The race to come out on top at the polls later this year has begun in earnest with political parties using today’s state of the nation debate to draw blood from their rivals.
President Cyril Ramaphosa announced last week during his second state of the nation address that he intended for elections to take place on May 8.
MPs interrogated Ramaphosa’s commitments on land education and Eskom.
The first speaker of the day, ANC chief whip Jackson Mthembu, did not hold back, labelling the DA as racist and accusing the Economic Freedom Fighters of being a two-man dictatorship.
“The irony of a party which refers to itself as the Democratic Alliance repeatedly silencing vocal black women is indicative of their true nature, which is a white-male-dominated party only concerned with protecting and entrenching white privilege. The DA fronts black faces to pursue the agenda of the white privileged minority to the detriment of the black majority,” Mthembu said.
“The common denominator between the DA and their alliance partner, the EFF, is that they are both male-dominated. The EFF is a two-man dictatorship where you are fired without due process for merely disagreeing with the dictatorship of the two. In fact, since 2014, the EFF has gotten rid of 19 members of Parliament and a countless number of councillors.”
The leader of the opposition, Mmusi Maimane, took his chance to take shots at Ramaphosa, saying that his words were empty as he was not in charge of his party.
“It is the ANC of [Supra] Mahumapelo, [David] Mabuza, [Ace] Magashule and Jacob Zuma. We judge a man by the company he keeps,” Maimane said.
The DA leader also took Ramaphosa to task over his comment that he was “shocked and angry” at the implementation of stage 4 loadshedding last night.

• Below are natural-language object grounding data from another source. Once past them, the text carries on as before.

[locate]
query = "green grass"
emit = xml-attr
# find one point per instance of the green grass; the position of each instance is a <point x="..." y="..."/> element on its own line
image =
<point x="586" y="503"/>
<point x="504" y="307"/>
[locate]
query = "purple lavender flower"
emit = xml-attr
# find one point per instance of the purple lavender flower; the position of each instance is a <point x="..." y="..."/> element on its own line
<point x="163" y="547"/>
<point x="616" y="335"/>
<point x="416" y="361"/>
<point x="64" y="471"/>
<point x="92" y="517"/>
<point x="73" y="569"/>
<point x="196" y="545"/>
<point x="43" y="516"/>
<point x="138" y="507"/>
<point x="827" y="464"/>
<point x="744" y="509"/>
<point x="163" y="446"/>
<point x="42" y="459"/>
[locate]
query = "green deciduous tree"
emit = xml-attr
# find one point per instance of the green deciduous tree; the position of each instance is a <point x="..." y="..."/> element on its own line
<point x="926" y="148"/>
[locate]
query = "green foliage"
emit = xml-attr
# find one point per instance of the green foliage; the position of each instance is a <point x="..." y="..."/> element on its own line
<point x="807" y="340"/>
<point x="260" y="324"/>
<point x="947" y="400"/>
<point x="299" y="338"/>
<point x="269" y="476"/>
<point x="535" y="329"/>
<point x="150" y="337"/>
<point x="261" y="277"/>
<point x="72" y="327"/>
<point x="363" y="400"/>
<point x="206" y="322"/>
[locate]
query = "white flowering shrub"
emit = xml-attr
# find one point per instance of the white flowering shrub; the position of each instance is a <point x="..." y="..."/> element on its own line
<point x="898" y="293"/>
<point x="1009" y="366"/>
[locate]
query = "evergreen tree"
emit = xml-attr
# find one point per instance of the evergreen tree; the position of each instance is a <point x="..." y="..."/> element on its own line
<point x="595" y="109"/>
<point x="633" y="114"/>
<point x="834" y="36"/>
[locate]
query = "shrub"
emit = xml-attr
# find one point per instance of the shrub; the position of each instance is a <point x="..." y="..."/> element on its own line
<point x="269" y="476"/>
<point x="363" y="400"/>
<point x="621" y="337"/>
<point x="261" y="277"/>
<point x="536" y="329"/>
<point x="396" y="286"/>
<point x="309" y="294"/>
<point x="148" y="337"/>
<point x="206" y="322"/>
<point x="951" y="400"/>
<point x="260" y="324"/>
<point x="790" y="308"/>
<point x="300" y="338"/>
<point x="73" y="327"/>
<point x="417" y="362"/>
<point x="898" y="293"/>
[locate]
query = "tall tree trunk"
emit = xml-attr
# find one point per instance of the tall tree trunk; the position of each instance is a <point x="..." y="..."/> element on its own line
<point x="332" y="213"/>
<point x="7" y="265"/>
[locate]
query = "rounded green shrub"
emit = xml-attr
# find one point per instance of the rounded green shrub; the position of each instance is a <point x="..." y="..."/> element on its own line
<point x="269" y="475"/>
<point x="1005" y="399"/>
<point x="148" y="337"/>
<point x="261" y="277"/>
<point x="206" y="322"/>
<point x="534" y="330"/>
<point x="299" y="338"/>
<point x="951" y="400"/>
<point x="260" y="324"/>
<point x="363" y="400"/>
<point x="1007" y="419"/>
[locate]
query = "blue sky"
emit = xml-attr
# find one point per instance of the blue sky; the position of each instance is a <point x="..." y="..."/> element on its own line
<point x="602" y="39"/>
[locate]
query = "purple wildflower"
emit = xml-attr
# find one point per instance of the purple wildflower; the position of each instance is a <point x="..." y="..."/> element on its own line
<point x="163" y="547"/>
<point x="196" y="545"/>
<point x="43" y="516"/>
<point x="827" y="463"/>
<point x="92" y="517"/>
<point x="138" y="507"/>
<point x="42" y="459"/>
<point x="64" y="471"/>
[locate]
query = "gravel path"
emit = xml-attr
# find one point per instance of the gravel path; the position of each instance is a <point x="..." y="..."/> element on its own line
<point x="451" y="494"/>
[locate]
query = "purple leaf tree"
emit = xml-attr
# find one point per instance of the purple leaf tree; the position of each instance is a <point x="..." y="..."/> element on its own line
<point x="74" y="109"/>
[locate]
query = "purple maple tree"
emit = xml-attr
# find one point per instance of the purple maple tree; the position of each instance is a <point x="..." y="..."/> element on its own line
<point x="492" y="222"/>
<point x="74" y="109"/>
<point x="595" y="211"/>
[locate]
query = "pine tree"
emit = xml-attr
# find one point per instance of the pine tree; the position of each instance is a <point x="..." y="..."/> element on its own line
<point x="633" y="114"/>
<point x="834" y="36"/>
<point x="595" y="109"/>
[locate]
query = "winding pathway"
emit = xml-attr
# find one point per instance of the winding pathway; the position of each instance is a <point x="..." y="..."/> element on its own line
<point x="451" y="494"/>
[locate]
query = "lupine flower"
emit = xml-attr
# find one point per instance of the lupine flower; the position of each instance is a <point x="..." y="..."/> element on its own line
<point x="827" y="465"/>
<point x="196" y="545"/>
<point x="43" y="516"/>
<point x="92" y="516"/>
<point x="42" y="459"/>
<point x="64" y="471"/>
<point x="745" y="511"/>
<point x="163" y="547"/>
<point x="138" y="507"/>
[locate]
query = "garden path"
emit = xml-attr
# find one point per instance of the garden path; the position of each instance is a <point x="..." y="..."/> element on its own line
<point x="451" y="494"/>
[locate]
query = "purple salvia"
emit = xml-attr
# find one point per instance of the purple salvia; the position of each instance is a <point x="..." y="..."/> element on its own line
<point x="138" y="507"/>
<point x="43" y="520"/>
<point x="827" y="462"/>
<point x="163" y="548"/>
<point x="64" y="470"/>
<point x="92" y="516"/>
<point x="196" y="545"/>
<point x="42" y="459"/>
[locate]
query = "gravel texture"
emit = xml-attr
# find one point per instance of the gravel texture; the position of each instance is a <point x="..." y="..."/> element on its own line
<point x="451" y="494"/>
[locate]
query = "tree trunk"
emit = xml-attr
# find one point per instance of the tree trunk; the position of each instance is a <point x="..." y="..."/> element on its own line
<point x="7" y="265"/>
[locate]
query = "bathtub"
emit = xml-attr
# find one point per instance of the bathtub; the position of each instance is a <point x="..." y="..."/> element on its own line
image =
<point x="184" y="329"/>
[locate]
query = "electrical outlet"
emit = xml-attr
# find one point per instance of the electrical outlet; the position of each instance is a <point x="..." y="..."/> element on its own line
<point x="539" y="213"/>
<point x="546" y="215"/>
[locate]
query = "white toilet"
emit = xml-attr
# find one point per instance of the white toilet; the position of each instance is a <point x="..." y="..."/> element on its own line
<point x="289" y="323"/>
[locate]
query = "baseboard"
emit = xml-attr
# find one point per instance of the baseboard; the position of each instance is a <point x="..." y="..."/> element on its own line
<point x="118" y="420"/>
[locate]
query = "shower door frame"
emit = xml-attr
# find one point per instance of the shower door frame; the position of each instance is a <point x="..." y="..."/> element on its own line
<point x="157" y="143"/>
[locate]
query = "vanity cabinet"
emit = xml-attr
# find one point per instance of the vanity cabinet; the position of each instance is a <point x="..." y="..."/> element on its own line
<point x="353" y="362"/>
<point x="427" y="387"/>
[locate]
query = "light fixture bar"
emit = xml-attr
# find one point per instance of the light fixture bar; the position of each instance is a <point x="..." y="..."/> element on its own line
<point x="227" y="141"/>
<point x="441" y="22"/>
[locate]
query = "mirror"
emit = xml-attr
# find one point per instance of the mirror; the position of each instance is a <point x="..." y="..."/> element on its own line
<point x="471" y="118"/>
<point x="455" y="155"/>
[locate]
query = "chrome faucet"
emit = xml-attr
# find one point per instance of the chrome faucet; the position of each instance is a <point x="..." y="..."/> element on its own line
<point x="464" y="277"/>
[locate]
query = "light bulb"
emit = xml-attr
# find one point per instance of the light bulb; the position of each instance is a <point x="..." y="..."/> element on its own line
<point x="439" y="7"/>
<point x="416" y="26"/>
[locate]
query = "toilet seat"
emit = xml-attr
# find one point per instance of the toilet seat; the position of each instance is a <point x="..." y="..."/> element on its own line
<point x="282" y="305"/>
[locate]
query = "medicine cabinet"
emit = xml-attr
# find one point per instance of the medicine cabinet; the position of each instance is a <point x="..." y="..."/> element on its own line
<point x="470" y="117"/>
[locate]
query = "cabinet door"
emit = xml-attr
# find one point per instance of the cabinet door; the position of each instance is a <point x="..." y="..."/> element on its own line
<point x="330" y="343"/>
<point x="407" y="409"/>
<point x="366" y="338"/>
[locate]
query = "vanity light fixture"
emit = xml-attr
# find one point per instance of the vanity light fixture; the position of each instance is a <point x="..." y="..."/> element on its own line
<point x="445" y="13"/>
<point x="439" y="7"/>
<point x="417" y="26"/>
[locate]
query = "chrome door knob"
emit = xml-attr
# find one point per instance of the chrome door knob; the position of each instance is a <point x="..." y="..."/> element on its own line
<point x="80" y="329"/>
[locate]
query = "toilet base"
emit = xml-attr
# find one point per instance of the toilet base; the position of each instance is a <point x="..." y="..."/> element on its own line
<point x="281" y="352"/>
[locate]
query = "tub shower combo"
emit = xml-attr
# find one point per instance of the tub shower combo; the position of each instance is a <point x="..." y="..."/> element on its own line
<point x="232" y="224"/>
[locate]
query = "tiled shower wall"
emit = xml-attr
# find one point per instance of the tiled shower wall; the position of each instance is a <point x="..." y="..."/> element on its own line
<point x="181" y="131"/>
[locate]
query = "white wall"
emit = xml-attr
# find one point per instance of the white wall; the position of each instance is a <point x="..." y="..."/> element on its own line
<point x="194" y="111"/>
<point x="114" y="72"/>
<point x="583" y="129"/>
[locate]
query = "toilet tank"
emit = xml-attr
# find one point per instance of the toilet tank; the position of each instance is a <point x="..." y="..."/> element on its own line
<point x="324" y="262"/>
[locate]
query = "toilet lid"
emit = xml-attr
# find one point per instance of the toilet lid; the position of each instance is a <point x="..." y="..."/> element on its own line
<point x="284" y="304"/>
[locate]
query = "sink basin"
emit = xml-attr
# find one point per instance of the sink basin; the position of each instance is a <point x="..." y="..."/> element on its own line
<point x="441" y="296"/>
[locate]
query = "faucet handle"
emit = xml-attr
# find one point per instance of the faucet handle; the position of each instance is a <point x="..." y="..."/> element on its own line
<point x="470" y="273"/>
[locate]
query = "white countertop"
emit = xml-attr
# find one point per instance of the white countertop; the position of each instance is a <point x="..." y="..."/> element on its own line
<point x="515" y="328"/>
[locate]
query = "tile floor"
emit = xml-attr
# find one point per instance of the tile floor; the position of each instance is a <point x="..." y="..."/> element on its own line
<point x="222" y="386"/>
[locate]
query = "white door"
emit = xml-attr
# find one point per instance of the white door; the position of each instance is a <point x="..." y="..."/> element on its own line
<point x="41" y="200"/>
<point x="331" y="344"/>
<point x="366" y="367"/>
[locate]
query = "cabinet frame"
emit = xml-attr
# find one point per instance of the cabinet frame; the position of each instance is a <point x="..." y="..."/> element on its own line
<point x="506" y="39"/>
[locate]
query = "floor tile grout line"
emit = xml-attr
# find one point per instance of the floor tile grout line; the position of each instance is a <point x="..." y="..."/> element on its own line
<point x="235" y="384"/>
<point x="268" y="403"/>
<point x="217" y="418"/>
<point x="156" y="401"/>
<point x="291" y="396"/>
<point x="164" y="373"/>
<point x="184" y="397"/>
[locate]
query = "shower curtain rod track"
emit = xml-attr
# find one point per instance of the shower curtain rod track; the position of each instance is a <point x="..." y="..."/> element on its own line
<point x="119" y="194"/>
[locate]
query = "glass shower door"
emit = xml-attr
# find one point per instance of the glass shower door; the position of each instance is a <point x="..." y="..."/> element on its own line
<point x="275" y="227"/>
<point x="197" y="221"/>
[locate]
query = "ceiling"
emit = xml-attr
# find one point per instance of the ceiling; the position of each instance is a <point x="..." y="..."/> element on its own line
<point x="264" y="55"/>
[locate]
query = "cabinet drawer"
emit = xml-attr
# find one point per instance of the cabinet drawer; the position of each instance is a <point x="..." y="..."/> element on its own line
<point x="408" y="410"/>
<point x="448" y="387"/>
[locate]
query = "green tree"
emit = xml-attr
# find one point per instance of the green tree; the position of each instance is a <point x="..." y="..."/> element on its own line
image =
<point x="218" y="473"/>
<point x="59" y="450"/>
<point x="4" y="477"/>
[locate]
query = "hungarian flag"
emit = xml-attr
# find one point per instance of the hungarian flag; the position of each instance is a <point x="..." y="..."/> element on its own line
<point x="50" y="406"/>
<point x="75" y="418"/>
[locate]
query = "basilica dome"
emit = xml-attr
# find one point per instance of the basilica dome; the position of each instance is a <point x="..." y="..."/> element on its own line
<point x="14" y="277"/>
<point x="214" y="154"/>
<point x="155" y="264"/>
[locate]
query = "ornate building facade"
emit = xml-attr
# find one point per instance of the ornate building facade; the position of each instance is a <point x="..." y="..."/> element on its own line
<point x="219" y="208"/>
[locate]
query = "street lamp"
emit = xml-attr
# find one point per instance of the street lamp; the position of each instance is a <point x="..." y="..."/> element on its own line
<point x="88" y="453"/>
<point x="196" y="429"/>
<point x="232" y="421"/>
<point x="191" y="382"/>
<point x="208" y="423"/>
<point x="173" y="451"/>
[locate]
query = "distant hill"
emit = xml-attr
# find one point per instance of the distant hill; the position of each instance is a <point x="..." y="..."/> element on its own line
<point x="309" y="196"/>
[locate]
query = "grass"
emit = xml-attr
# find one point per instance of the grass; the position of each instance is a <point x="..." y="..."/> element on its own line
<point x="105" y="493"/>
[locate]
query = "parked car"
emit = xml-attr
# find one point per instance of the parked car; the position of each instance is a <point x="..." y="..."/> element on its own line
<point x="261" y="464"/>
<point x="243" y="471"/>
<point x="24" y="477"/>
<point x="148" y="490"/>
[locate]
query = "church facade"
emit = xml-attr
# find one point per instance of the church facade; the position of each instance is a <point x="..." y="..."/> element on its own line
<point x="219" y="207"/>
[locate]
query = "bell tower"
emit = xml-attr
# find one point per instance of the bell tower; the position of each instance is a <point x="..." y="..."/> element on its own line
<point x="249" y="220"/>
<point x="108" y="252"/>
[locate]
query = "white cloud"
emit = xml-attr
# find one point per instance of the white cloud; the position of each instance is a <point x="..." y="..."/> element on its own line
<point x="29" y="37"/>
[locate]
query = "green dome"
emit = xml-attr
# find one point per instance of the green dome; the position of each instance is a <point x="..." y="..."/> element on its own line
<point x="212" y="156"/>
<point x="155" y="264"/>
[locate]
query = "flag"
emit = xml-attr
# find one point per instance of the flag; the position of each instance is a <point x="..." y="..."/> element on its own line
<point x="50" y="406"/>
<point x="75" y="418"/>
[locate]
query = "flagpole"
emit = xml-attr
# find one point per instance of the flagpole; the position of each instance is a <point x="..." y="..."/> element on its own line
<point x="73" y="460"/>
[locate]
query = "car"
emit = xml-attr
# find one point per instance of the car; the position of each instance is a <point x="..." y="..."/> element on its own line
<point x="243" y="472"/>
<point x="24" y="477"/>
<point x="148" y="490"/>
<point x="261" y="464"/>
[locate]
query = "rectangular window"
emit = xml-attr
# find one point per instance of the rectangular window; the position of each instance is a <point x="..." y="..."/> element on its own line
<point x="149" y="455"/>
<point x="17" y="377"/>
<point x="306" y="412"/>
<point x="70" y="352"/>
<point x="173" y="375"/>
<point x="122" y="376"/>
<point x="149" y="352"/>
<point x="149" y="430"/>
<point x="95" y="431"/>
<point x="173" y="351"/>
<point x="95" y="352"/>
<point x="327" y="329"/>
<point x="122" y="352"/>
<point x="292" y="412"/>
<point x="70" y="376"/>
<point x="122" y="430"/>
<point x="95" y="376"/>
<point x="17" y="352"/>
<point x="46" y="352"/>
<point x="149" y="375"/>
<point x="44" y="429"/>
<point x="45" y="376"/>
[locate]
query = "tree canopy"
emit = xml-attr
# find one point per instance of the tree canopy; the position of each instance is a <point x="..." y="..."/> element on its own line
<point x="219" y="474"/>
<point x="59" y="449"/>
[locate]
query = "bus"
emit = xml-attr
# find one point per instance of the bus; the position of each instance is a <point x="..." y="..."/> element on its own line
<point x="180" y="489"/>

“How can you be shocked when you watched Eskom collapse? The president can’t be shocked. He told us to watch this space [in his state of the nation address].”
Predictably EFF leader Julius Malema spared no salvos when he made his contribution to the debate, making it clear that his party was opposed to Ramaphosa’s plans to unbundle ailing state-owned enterprise Eskom.
The EFF leader said that the unbundling would serve Ramaphosa’s brother in law, billionaire Patrice Motsepe, and Ramaphosa himself saying: “Because you are still a businessman you have just taken leave to come and irritate us here.”
Malema also advised Ramaphosa to do away with deputy ministers, saying that most of them were unknown to the general public.
He added that people who have served since the time of Nelson Mandela should also step aside and allow for “young blood” to take over in government.
Parliament has set aside two days for the debate of the state of the nation address this week – Tuesday and Wednesday.
This will be followed by the president’s response before a joint sitting of the National Assembly and National Council of Provinces on Thursday.